In terms of compliance and transparency, Arc leverages Circle's US registration and IPO compliance background. Its USDC reserves are 100% backed by cash and US Treasuries, audited monthly by the Big Four accounting firms, and compliant with multinational regulatory frameworks such as the EU's MiCA. This combination of full transparency and high compliance is a favorite "safety cushion" for institutions, but it also comes with high costs and low profit margins. Stable, on the other hand, relies on Tether's market dominance. Tether's reserves hold more high-yield but high-risk assets, and its information disclosure is less transparent than USDC. This limits its penetration in highly compliant markets, but allows it to maintain higher profitability.
In terms of project progress and capital support, Stable has launched its testnet and completed a $28 million seed round of financing led by Bitfinex and Hack VC; Arc has not yet entered the testnet stage, but USDC is backed by the resources and credit endorsement of heavyweight institutions such as Coinbase and BlackRock.

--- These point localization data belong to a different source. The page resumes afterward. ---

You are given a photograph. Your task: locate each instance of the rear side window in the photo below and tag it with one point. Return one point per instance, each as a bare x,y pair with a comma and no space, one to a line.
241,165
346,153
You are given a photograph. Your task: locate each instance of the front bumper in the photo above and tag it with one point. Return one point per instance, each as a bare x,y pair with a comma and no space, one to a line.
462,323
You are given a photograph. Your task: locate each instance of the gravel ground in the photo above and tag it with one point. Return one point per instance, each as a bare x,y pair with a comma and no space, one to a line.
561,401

The battle for the L1 stablecoin public blockchain isn't just a game for crypto-native companies. Recently, fintech giant Stripe was revealed to be collaborating with crypto venture capital firm Paradigm to develop Tempo, a payments-focused L1 blockchain. The chain will be compatible with the Ethereum programming language and positioned as an efficient, low-friction payment settlement network. While Tempo is still in stealth development with a team of only five people, Stripe's accompanying initiatives, including the $1.1 billion acquisition of stablecoin infrastructure company Bridge and crypto wallet developer Privy, underscore its ambition. This suggests Stripe is building a full-stack crypto payment infrastructure, from issuance and custody to settlement.

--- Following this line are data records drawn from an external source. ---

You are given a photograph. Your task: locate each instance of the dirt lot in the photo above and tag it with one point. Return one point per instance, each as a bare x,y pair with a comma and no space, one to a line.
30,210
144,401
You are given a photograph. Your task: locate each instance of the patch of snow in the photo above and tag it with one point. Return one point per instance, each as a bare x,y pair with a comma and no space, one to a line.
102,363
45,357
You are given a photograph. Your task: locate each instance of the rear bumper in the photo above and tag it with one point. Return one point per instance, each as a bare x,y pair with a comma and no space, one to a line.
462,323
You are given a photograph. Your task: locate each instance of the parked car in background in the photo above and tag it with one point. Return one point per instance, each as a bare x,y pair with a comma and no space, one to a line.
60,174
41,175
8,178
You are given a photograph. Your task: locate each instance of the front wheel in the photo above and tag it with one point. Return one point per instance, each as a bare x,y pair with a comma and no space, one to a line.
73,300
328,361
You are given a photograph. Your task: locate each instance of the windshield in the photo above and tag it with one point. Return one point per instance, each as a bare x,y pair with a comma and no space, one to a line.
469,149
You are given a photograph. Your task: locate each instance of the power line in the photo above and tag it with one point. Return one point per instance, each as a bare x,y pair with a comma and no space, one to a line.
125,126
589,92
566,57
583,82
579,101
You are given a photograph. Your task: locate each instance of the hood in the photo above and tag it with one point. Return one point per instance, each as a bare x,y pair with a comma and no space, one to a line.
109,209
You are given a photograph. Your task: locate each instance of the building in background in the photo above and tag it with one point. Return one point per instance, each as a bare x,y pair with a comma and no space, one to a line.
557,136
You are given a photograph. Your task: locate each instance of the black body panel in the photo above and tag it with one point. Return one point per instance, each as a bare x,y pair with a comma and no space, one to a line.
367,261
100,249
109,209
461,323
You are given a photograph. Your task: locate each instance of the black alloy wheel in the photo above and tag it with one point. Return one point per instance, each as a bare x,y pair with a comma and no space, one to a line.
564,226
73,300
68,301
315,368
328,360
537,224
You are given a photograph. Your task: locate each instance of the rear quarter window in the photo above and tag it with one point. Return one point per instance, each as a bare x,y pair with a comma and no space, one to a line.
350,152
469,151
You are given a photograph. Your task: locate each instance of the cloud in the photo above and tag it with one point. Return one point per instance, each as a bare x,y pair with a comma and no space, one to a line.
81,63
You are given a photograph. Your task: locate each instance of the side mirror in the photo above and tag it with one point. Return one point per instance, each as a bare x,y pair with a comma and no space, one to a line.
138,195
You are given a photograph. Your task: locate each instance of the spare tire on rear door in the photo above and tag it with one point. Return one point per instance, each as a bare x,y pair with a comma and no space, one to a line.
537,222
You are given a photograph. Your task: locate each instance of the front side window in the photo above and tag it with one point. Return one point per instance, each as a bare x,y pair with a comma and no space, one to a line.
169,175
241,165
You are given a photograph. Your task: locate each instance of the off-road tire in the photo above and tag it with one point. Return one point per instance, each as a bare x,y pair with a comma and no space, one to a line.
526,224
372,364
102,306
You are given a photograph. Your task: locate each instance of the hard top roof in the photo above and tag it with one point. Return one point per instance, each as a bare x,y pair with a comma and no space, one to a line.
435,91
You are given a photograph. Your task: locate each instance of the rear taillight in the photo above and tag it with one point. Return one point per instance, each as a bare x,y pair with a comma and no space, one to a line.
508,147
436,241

This trend toward dedicated stablecoin chains may see even more participants. Previously, stablecoins primarily relied on public chains like Ethereum and Tron, lacking an underlying network tailored for payment, clearing, and compliance scenarios. Now, with stablecoins entering mainstream financial markets and assuming greater responsibilities for cross-border payments and financial settlement, more institutions are trending toward developing their own chains. However, building L1 from scratch presents multiple challenges, including technical security, a cold start for the ecosystem, economic incentives, and regulatory compliance. This represents a significant investment and carries significant risks. In contrast, building L2 on established public chains, while offering slightly less autonomy, inherits existing security and liquidity, allowing for rapid integration into the developer and user ecosystem. This may offer a more efficient and low-risk compromise for some institutions.